Landing pages have two goals:

  • Drive prospects to the page, and
  • Get prospects to take action once there.

Here are 9 ways to optimizing the conversion performance of your landing pages:

1. Have a clear and emphasized call to action.

The offer is a critical component of getting the sale. Set the offer copy and corresponding call to action apart from the rest of the page to make it special. Use white space, a box around it, lines above a below and/or some sort of contrast to point out where the visitor needs to focus to get the item.

Finally, make sure that you spell out exactly what will happen if someone fills out the form or clicks on the desired link.

2. Align landing page message, headlines, and call to action with off-page promise

Your visitors arrived from somewhere, and an expectation was set before they even landed on your page. This could have been in your pay-per-click ad, a third-party blog posting, or a comparison-shopping engine. Make sure you understand and follow up on the context from which they arrived. The headline, subhead, and call to action should be relevant to and support the enticements that got visitors there.

3. Eliminate choices

Eliminate extraneous links on the page that don’t lead to the conversion action. Distractions hurt conversion. If you must have links that don’t lead directly to a primary action, put them in the footer.

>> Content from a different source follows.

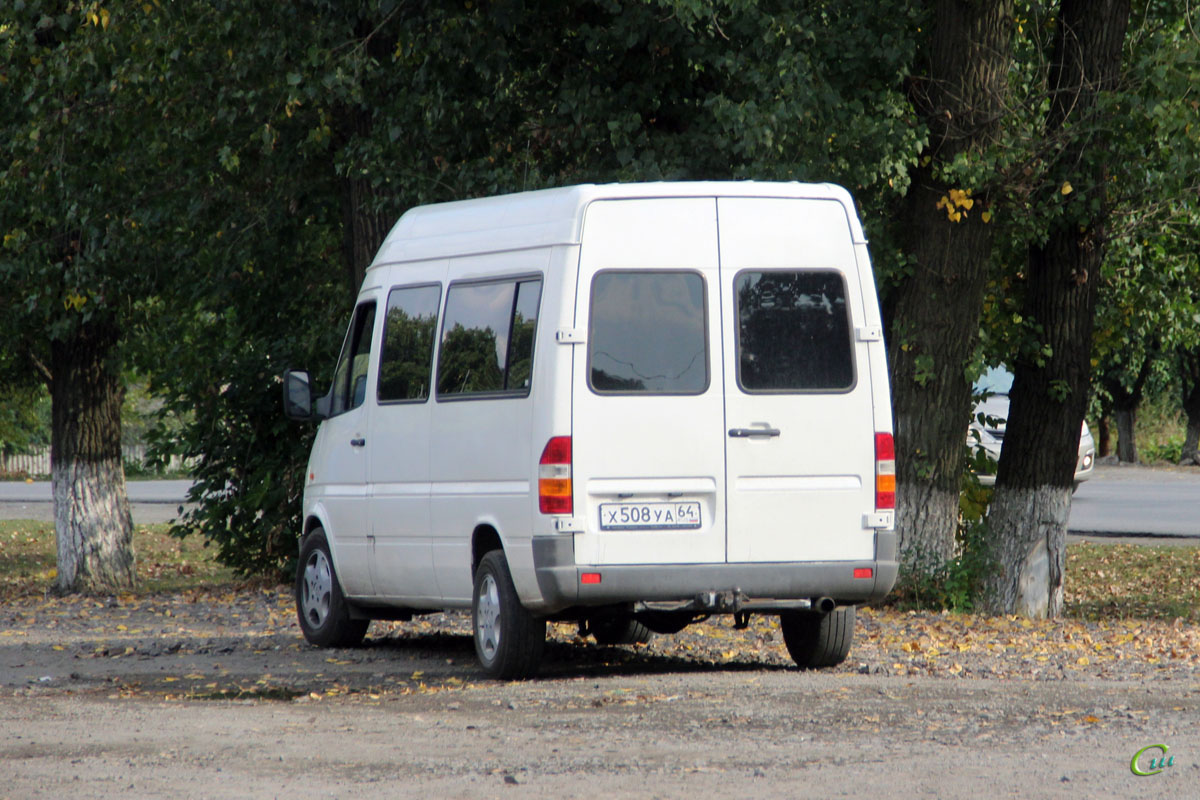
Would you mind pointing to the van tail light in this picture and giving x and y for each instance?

4. Simplify design and reduce text

Don’t use a variety of font styles, colors, and sizes. Remove images and interactive rich-media content unless it directly supports your conversion goal and is clearly the best way to convey important information. Bland landing pages are often the best converting ones. Again, the goal is to minimize distractions.

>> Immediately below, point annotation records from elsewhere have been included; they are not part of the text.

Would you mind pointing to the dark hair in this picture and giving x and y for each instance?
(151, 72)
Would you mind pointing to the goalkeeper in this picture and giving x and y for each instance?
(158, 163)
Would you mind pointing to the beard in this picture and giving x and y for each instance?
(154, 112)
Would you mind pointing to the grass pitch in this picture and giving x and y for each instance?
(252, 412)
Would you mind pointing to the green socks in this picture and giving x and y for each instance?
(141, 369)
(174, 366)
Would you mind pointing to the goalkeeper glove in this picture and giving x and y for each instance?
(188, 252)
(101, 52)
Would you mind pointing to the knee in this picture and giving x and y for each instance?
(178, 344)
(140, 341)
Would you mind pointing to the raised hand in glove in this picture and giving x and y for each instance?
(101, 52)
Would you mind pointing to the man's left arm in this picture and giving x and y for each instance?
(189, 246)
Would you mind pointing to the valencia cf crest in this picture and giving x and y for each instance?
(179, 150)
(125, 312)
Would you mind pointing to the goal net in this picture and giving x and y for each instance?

Studies show that less content on a landing page leads to higher the conversion rates. Ruthlessly edit your text down to simple headlines and short bullet lists. Cut out the self-promoting marketing speak. Detailed information can be linked to (in the footer) and made available on supporting pages.

5. Use images judiciously

Images are good to use on landing pages to give a visual representation of the product or service as long as you don’t overdo. Keep graphics to a reasonable size to add visual appeal and help orient the visitor to the product and headline. An overly large image can overshadow the headline and push other content below the fold. In addition, use clean, simple images rather than complex ones.

Use a caption. After headlines, captions are the next most read pieces of text.

6. Show brand validation

Transfer recognition or good will from other sources by liberally using logos of well-recognized client brands. Add the badges of media sources that have covered or mentioned your company. Prominently display glowing testimonials from existing customers.

Reduce visitor anxiety by using safe shopping seals, logos of trade associations, acceptable payment methods, money-back guarantee seals and other indicators of your trustworthiness.

7. Enable sharing and highlight social validation

Social media has a huge multiplier effect and has also become a validation criterion to how good an offer is. Make sharing easy by including popular social media share buttons above the fold and in the sign-up process. Consider using Optify’s Facebook login to make it easier to accept your offer and follow through on your call to action.

8. Employ key tactics to seal the deal

Follow tried-and-true strategies to elicit the desired response:

  • Keep conversion barriers to a minimum by removing unneeded fields from your forms.
  • Create a sense of urgency by including a countdown of number of items left, number of days left to get the deal, limited time offer copy or other time sensitive imperative.
  • Use high contrast Buttons that say “Click Here.” It’s obvious, but tests show it works.
  • Think about adding a money back guarantee, no obligation, free trial or other positive value copy around the button.

9. Test, test, test

Testing and tweaking is key to ongoing improvement. Create matching landing pages with key differences and compare their conversion rates. You can test the use of a demo, multiple pages linked by tabs, number and length of bullet points, approaches to copy (salesy, helpful, long, short, etc.), dynamic content, etc. Measuring ROI will help you become more efficient and effective at driving down costs per acquired customer.